X brengt in zijn aangiften IB/PVV 2019 en 2020 alimentatiebetalingen in aftrek, terwijl hij weet dat hij geen alimentatie meer betaalt. X voert aan dat hij in een moeilijke periode verkeerde, zowel financieel als persoonlijk, en dat hij de aflossing van een gezamenlijke lening met zijn ex-echtgenote geheel voor zijn rekening heeft genomen. X geeft volledige openheid van zaken en toont berouw voor het ten onrechte opvoeren van alimentatiebetalingen in de aangiften. In geschil is of de vergrijpboetes behorend bij de navorderingsaanslagen IB/PVV 2019 en 2020 terecht en naar de juiste bedragen zijn opgelegd.

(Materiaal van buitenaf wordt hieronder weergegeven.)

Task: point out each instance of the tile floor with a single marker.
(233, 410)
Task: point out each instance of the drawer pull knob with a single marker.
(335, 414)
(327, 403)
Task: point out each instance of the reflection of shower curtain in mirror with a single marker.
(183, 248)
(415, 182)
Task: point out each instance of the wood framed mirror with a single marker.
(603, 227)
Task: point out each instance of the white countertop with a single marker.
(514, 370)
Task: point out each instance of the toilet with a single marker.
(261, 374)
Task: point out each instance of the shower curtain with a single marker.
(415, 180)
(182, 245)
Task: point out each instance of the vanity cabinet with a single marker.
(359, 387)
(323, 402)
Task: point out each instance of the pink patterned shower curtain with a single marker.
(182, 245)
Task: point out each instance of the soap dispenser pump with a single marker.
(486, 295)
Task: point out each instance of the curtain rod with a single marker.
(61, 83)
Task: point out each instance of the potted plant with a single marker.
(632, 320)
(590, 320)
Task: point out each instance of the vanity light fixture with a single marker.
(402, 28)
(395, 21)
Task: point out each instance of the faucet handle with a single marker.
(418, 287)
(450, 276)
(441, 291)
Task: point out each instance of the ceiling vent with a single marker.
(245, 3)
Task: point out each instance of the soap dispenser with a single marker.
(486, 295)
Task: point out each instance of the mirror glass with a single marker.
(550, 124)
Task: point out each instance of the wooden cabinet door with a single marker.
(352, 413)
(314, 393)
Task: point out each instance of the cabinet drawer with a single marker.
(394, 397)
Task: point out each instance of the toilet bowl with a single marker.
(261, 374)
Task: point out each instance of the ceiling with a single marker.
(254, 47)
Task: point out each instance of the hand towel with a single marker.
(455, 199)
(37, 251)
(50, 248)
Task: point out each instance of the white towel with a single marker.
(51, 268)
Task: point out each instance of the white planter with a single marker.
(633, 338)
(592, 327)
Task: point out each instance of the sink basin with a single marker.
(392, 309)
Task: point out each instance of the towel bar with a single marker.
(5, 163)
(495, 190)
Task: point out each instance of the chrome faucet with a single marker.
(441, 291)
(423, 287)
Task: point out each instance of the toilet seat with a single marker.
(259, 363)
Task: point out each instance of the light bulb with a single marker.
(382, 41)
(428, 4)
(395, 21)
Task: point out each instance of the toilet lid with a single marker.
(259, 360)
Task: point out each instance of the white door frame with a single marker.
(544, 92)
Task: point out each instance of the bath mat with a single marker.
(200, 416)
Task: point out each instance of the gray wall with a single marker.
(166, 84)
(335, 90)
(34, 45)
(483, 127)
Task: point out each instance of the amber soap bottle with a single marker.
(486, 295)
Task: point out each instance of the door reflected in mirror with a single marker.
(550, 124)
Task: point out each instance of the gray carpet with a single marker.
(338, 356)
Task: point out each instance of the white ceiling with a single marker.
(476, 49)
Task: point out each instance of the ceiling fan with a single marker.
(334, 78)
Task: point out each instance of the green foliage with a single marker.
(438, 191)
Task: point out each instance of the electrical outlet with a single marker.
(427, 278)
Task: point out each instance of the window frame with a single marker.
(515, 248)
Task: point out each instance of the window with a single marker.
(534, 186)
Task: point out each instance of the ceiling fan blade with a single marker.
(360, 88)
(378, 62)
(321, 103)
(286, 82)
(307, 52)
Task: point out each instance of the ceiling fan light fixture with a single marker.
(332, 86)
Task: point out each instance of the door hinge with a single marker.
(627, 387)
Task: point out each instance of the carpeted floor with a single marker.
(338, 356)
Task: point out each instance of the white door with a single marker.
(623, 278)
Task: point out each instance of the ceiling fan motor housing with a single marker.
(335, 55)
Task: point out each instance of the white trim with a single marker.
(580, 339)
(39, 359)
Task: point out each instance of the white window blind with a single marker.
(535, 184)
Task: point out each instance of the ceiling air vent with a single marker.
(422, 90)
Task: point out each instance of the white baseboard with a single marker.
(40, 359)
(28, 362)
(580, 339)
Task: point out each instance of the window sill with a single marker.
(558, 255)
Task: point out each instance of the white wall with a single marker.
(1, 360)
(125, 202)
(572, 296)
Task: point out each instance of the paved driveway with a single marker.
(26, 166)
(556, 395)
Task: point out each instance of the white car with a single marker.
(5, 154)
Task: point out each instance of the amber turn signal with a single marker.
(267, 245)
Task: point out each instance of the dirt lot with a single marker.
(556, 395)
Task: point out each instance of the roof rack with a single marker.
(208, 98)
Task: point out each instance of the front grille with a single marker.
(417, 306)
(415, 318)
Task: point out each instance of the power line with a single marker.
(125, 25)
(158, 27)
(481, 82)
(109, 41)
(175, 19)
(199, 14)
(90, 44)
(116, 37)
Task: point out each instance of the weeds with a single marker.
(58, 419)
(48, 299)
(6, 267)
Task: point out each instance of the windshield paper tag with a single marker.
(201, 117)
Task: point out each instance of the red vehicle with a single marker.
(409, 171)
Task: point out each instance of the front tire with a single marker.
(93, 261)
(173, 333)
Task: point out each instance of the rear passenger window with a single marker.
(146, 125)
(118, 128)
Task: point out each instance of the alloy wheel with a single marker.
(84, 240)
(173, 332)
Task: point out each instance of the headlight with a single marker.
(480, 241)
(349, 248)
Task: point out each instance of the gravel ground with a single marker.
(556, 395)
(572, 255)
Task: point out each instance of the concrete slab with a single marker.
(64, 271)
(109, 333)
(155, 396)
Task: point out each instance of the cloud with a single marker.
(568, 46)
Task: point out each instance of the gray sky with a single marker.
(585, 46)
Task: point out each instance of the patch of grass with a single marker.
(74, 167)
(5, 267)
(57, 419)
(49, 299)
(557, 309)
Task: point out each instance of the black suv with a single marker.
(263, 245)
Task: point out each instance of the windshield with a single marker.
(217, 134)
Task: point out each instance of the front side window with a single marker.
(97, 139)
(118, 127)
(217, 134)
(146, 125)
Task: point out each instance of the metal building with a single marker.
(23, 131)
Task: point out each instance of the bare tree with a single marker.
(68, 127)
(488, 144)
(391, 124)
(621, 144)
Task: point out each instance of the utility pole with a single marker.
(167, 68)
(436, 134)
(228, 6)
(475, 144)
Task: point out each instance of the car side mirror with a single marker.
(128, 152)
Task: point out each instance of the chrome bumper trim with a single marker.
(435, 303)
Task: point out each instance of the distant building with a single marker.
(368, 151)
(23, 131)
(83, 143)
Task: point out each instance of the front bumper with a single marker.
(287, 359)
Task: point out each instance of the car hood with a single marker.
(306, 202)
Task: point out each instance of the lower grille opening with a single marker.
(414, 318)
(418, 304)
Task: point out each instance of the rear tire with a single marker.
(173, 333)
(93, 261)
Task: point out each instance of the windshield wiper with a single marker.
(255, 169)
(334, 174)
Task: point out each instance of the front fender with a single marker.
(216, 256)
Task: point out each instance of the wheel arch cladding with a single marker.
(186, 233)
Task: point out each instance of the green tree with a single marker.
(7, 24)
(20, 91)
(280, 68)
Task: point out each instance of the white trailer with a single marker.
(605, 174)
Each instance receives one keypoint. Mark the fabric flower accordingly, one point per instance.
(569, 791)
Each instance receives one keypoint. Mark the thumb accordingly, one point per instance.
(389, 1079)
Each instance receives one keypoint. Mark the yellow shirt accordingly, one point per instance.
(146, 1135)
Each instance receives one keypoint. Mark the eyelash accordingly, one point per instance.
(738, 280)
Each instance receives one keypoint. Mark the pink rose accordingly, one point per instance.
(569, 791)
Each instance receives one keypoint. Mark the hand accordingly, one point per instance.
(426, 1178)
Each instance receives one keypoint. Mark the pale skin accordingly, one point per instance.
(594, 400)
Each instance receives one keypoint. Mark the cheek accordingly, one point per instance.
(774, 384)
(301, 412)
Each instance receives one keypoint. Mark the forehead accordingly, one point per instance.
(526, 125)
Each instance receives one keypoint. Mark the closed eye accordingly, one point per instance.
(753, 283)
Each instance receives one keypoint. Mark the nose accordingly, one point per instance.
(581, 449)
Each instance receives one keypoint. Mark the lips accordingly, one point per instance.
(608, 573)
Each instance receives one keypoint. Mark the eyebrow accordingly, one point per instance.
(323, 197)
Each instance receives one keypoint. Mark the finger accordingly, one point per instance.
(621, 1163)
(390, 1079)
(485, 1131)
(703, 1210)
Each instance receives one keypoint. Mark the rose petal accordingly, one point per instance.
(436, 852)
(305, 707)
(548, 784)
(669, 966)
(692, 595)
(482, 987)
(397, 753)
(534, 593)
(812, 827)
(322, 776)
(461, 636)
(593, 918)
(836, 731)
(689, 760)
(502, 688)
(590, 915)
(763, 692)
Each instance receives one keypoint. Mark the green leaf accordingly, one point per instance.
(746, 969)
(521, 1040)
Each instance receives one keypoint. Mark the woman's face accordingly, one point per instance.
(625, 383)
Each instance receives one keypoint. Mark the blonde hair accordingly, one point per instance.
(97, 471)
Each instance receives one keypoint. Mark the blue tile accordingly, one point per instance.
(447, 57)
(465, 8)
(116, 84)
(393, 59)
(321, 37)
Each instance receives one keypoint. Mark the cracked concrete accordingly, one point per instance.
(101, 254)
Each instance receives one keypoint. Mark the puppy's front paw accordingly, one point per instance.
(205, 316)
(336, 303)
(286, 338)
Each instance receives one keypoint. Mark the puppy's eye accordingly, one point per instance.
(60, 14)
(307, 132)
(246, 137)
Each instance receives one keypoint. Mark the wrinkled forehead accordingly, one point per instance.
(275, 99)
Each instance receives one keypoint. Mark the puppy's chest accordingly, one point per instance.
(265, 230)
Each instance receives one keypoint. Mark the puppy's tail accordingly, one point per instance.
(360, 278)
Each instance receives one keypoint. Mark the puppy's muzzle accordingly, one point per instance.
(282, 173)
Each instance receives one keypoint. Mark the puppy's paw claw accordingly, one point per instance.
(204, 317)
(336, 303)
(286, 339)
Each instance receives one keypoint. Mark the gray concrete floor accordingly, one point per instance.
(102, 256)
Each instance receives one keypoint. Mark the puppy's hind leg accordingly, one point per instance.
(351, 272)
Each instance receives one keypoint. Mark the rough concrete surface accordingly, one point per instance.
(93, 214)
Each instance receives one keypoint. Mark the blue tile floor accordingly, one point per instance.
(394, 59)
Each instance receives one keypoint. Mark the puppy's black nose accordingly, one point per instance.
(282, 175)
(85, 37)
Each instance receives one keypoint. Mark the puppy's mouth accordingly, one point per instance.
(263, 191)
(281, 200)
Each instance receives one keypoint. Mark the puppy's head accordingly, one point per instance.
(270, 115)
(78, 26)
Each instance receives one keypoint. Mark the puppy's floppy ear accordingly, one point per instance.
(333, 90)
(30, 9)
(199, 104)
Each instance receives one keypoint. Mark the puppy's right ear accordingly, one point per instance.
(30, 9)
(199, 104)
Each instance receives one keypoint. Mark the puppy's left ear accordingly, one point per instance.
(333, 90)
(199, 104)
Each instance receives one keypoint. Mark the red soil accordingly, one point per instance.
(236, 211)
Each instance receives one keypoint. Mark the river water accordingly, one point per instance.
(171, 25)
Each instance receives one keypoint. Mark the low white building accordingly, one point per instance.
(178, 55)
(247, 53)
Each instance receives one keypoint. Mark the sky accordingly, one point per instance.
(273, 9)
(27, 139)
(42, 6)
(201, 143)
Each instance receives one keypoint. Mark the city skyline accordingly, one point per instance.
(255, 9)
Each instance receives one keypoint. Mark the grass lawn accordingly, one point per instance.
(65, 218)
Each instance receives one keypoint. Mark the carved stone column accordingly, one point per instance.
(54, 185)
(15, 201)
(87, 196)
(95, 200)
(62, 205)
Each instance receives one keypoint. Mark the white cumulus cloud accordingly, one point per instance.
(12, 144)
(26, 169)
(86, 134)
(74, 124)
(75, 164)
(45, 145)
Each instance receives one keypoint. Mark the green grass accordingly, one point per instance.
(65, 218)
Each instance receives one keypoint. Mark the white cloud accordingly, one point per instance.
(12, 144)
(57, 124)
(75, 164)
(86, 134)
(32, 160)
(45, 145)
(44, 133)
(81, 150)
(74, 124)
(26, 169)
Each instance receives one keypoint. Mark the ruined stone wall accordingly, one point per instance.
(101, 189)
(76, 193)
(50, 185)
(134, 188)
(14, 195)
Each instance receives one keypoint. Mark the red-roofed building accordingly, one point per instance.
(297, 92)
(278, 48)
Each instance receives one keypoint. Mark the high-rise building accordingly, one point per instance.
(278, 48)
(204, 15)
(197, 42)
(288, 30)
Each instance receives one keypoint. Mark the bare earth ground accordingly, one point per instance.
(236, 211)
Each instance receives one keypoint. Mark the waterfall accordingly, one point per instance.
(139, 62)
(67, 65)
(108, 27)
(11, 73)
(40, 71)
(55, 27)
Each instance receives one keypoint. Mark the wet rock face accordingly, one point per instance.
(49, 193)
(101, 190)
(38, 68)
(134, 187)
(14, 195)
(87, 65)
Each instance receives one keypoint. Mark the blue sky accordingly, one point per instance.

Rechtbank Noord-Holland oordeelt dat sprake is van (voorwaardelijk) opzet, maar dat de boetes in de gegeven omstandigheden te hoog zijn. De rechtbank matigt de boetes naar 25% van de navorderingsbedragen, wat leidt tot een boete over 2019 van € 562 en een boete voor 2020 van € 1.125. De beroepen zijn gegrond en de uitspraken op bezwaar worden vernietigd voor wat betreft de boetebeschikkingen.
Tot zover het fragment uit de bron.